Frankfurt am Main - Der Transferpoker um Senkrechtstarter Luka Jovic von Eintracht Frankfurt driftet in immer enormere Sphären ab. Nachdem das erste Angebot vom spanischen Top-Klub Real Madrid (Anm. d. Red.: Gerüchten zufolge zwischen 50 und 60 Millionen Euro) von den Hessen ausgeschlagen wurde, haben die "Königlichen" scheinbar nochmal nachgelegt.

Noch im Eintracht-Dress: Stürmer Luka Jovic könnte bald für Real Madrid kicken.
Noch im Eintracht-Dress: Stürmer Luka Jovic könnte bald für Real Madrid kicken.  © DPA

Laut einem Bericht der Bild-Zeitung vom Montag sei der spanische Top-Klub bereit rund 70 Millionen Euro an den Fußball-Bundesligisten zu überweisen, um einen Wechsel des 21-Jährigen möglichst schnell voranzutreiben.

Weiter heißt es, dass man von Seiten der Madrilenen sogar eine Entscheidung in der laufenden Woche forcieren wolle.

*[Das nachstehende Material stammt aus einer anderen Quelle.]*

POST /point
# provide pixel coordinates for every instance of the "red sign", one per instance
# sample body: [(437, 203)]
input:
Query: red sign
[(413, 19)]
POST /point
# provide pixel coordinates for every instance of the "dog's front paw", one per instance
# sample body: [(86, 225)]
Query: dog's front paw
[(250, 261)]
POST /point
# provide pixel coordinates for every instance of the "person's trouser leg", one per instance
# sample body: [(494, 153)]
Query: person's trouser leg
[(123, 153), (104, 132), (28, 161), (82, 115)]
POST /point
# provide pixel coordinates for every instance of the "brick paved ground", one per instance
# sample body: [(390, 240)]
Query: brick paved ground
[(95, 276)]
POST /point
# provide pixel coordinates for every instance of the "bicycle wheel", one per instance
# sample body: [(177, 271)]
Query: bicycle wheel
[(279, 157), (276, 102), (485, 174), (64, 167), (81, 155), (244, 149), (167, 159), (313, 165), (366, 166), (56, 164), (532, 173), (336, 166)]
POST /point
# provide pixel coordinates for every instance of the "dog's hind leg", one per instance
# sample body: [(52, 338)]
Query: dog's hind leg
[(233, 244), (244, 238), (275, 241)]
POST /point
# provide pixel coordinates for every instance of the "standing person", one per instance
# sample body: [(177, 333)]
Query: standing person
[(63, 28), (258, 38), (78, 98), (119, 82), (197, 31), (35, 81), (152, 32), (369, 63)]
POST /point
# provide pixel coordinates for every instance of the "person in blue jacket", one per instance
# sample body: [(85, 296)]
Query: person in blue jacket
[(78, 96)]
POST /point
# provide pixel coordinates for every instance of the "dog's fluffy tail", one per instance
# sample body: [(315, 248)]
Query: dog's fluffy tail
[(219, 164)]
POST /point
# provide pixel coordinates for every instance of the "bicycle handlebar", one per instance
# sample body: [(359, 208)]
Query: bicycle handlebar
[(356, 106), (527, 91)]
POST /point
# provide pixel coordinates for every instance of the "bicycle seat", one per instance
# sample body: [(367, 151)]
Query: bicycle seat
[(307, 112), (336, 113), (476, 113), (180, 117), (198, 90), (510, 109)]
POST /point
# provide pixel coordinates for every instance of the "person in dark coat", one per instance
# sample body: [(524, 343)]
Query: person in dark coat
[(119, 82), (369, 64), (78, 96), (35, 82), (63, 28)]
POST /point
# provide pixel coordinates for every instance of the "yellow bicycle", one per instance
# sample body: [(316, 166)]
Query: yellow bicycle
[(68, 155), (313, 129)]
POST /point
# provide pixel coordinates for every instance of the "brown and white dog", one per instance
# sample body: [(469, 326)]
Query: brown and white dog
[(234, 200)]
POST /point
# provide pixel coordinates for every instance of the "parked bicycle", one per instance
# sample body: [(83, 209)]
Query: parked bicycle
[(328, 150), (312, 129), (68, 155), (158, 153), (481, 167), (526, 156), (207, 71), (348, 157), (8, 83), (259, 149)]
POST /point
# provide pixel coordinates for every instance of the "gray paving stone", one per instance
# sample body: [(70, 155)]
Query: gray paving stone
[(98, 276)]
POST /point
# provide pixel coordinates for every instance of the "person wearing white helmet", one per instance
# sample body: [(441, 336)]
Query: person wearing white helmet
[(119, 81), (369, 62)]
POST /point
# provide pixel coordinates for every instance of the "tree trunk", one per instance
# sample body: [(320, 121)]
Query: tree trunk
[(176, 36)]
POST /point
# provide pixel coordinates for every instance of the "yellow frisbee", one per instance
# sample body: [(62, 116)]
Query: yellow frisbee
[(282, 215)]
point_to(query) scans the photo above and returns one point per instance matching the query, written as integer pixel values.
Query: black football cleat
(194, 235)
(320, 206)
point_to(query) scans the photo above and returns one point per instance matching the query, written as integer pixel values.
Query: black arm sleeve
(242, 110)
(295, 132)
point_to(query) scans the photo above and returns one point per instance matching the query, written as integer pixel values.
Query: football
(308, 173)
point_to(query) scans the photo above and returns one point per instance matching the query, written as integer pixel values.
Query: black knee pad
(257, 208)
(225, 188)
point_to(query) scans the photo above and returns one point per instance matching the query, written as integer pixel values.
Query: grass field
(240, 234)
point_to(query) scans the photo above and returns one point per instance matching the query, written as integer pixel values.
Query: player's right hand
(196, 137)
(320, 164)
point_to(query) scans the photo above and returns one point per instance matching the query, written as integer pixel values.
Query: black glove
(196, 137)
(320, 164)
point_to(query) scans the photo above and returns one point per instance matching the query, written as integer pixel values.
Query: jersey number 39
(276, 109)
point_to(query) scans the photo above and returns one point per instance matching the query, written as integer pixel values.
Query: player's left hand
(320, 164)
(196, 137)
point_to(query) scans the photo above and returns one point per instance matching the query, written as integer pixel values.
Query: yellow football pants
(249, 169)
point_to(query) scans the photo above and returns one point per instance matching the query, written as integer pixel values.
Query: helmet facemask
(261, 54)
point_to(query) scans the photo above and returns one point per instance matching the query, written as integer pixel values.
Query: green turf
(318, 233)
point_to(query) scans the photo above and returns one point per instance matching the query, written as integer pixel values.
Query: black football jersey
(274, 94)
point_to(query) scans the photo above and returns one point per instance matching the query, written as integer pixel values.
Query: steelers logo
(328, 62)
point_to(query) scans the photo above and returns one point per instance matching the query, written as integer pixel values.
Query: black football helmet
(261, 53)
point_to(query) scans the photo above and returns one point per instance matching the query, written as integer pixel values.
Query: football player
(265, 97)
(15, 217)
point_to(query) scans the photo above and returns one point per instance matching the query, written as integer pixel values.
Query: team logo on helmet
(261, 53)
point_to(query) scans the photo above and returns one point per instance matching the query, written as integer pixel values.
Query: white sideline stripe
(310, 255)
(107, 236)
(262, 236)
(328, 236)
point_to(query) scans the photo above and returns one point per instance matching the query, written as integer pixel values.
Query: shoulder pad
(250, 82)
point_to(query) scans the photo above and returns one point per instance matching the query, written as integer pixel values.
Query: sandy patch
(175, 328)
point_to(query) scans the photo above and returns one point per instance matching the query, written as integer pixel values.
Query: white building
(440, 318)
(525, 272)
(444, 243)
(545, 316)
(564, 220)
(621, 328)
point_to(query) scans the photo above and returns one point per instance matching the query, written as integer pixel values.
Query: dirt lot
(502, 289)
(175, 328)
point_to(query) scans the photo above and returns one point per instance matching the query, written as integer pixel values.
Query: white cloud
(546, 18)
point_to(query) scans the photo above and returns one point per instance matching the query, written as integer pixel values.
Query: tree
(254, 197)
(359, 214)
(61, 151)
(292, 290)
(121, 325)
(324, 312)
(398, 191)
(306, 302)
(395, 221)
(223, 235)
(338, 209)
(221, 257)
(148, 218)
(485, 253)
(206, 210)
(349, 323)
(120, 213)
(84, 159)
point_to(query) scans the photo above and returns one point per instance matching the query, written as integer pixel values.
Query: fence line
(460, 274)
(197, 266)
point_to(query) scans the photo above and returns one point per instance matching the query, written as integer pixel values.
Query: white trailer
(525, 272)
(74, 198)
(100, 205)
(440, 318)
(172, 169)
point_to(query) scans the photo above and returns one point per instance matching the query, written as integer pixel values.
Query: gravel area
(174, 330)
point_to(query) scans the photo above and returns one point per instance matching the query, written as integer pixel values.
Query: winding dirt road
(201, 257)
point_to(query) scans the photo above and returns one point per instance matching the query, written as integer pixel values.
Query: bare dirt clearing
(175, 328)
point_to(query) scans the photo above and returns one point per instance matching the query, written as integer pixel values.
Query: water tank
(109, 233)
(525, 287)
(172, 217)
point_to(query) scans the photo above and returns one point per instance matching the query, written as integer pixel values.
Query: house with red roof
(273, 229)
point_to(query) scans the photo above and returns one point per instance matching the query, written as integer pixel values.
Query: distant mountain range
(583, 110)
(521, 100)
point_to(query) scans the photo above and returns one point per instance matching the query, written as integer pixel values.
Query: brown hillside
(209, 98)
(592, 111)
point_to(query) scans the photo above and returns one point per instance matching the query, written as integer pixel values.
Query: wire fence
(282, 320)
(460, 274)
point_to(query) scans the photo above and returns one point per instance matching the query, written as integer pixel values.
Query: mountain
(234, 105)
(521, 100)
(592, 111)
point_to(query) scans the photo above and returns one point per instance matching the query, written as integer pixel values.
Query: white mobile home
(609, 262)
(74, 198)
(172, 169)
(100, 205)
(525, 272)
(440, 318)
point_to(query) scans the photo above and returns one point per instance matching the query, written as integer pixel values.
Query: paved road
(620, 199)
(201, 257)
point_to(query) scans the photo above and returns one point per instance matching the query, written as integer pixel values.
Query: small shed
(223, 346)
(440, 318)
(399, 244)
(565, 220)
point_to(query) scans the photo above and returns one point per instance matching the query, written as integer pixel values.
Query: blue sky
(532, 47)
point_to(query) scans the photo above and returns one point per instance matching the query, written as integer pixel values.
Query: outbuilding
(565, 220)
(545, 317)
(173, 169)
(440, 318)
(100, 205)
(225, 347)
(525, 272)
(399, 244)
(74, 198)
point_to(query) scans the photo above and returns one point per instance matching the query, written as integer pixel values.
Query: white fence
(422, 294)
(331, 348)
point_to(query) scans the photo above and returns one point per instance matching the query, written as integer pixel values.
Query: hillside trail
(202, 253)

Mit Jovic selbst sei sich Real seit Wochen einig, nur die Ablöse-Verhandlungen mit der Eintracht seien noch immer schwierig.

Doch laut Informationen der spanischen "Marca" haben sich die Verantwortlichen der Madrilenen nun dazu durchgerungen, die von der Eintracht geforderte Ablöse von rund 70 Millionen Euro zu zahlen.

Zum einen liege dies am gewachsenen Selbstverständnis der Eintracht, die nach einer starken Europa-League- und Bundesliga-Spielzeit weiter in die Riege der nationalen Top-Teams vorstoßen möchte. Zum anderen wird bei einem Verkauf Jovics eine Ablöse-Beteiligung an den ehemaligen Arbeitgeber des jungen Serben, Benfica Lissabon, fällig.

Sollte Jovic für die stolze Summe von 70 Millionen Euro nach Spanien wechseln, würde Benfica rund 21 Millionen kassieren, der Eintracht blieben immerhin satte 49 Millionen - eine Summe, bei der die Hessen wohl keinesfalls lange widerstehen können.